Canines’ cancer-sniffing snouts show 90%-plus accuracy

By Angela Zimm, Bloomberg

Which is better at detecting cancer, a laboratory or a Labrador retriever?

Consider the talents of Tsunami, a regal-looking dog with attentive eyes and an enthusiastic tail wag for her trainer friends. University of Pennsylvania researchers say she is more than 90 percent successful in identifying the scent of ovarian cancer in tissue samples, opening a new window on a disease with no effective test for early detection that kills 14,000 Americans a year. When found early, there’s a five-year survival rate of over 90 percent.

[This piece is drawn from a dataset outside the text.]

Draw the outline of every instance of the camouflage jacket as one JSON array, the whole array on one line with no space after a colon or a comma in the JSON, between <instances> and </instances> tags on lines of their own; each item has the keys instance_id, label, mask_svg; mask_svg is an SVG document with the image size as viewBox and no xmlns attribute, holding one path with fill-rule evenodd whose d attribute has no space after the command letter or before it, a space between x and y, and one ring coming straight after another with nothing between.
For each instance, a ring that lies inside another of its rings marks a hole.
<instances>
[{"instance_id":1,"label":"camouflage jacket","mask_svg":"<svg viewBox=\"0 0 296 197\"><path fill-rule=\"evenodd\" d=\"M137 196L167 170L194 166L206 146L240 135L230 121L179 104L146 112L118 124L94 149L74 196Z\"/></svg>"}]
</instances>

With 220 million olfactory cells in a canine snout, compared with 50 million for humans, dogs have long helped on search-and-rescue. Now, a growing body of evidence supports the possible use of canines by clinicians. The largest study ever done on cancer-sniffing dogs found they can detect prostate cancer by smelling urine samples with 98 percent accuracy. At least one application is in the works seeking U.S. approval of a kit using breath samples to find breast cancer.

“Our study demonstrates the use of dogs might represent in the future a real clinical opportunity if used together with common diagnostic tools,” said Gian Luigi Taverna, the author of the prostate cancer research reported yesterday at the American Urological Association in Boston.